Spike's Bitches 38: Well, This Is Just...Neat.
[NAFDA] Spike-centric discussion. Lusty, lewd (only occasionally crude), risqué (and frisqué), bawdy (Oh, lawdy!), flirty ('cuz we're purty), raunchy talk inside. Caveat lector.
No plague pills. New pain pills, though. Although, I'm selfish and won't share...
Glad you have pain pills. I won't ask for any, promise.
This is an annoying Plague because I can't tell if it's coming from (white-fonted for medical TMI) bug or spider bites, allergies, or something else entirely. I just know that I have these red, itchy bumps in two places on my chest/shoulder, and they've been driving me craxy for DAYS. I want to scratch my skin off my body, seriously. I've treated them with Cortizone, which helps a bit, but they are taking forever to heal and go away. I look like a freak! Thus endeth my Plague angst.
Sad to say, but P-C is me. I read the series fresh out of undergrad.
Oh, see, I read them when I was in elementary school or junior high.
Getting all the way through Tolkien was a chore.
I loved TLotR books, but I must admit that I missed out a great chunk of
Return of the King.
Because, see, I was nine, and I'd ploughed my way through the first two honking big books, and I'd been in
floods
of tears at the tragic awfulness of the Sam'n'Frodo plotline at the end of
The Two Towers,
and then as soon as you start Book 3 it's all Aragorn and the grownups. (Yes, I know that Frodo is old. Shut up. He was my height.) So pretty damn quick I was all "Okay, screw you guys - what is happening to
my boys????"
...I don't
think
this was to do with naked tortured Frodo and devoted Sam. Um. I'm fairly sure it was just empathy. Um.
Anyway, yes - this meant that when the movies came out and I reread the books, I had the weird experience of having some lines carved into my heart, and other chunks of text (most of the Eowyn stuff) be brand spanking new. Odd. But lovely.
Poor Susan. I always felt bad for her, being punished for reaching puberty and developing an interest in lipstick and boys.
Well, not to re-open another patented Buffista neverending argument, but...ah, what the hell. I always felt like she was punished less for the lipstick and boys than for the lipstick and boys to the exclusion of anything else, including her past as a Queen of Narnia, and actively denying their past -- airily dismissing everyone's memories as "those games we used to play when we were kids."
IIRC, the reality of childhood experiences was a *huge* thing for Lewis; his mother's death when he was six was a trauma that hung over him well into adulthood, and he had a wretched school experience with an abusive and clinically insane teacher that he never told his father about because he felt absolutely certain he wouldn't be believed. He saw dismissing the raw truth of children's experiences as exaggerations or outright fantasies as a massive betrayal. I know it's dangerous to read too much meta into anything, but I do think that fed a great deal into what he saw as Susan's sin.

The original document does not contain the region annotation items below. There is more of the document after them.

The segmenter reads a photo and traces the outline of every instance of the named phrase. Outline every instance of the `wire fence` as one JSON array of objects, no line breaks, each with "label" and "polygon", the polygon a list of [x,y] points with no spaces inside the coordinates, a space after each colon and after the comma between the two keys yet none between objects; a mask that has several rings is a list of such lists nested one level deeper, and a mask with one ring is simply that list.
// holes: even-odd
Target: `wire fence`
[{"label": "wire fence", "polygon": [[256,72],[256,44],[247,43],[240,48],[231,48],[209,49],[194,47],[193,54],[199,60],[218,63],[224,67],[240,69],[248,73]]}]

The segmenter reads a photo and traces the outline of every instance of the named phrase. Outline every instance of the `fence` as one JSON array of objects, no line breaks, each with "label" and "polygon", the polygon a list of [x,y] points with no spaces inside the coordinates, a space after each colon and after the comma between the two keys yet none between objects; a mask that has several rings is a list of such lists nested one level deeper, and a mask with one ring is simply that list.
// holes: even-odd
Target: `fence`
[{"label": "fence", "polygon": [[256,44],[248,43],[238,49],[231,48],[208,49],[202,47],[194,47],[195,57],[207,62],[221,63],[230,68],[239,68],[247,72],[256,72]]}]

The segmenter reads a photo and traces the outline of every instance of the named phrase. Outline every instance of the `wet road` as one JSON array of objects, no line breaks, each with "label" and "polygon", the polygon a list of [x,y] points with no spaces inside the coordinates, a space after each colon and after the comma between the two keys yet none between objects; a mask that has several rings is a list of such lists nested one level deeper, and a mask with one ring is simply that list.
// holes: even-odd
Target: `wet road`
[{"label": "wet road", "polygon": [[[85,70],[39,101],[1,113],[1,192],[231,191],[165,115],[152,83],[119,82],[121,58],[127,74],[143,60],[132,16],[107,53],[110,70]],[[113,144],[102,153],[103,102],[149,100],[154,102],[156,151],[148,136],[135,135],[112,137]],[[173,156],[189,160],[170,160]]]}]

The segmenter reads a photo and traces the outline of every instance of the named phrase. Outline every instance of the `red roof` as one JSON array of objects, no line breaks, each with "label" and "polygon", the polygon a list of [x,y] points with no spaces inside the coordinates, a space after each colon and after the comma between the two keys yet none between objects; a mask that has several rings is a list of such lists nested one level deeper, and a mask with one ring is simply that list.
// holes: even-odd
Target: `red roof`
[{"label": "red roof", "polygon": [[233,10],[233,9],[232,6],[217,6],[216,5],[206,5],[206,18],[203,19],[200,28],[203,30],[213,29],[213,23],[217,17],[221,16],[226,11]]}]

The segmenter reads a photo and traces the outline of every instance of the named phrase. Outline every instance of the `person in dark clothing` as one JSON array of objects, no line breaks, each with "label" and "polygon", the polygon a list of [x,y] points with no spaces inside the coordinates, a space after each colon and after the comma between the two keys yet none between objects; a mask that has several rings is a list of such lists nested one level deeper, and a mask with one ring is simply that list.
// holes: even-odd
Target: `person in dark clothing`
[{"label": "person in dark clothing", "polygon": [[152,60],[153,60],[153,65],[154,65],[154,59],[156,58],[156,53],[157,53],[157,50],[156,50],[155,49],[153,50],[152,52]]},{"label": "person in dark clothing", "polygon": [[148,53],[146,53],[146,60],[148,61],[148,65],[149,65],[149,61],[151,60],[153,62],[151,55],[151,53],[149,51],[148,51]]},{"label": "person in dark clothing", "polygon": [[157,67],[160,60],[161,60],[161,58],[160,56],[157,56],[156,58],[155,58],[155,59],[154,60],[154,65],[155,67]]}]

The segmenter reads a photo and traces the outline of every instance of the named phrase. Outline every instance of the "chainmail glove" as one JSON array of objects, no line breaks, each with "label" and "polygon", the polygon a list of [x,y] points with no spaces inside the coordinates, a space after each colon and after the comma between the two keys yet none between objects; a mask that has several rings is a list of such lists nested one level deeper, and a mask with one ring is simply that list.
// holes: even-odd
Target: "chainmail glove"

t points at JZ's post and nods
I have absolutely no horse in this race, but this:
Well, not to re-open another patented Buffista neverending argument, but...ah, what the hell.
May just be the ultimate Buffista sentence.
I thought Susan was punished because she liked cilantro.
And yes, this comes from a girl who was OMGWTFBBQ obsessed with fantasy forever.
And I'm on the other side - I love Tolkien to pieces but find most other fantasy writers dull as dishwater (yes, sorry, including CS Lewis). I've tried rereading other fantasy novels I enjoyed as a child and teenager, and Tolkien's the only one I can still enjoy.
Hooray for being unlaid off! And for good phone interviews!
Lavender jelly
I know I read the Narnia books, but I don't remember them at all. Weird.
It's funny you bring up
Mere Christianity,
megan. Fred Clark, over on his slacktivist blog frequently harps on Lewis for
Mere Christianity
because of his failure to understand why it might not be as "obvious" to other people as it is to Lewis. Clark much prefers Lewis'
A Grief Observed,
written after the death of his wife, when Lewis realized "Oh! Holy crap! Grief, suffering, and other kinds of pain and misfortune are real, and can cause doubt, and questioning one's faith, and other things like that!"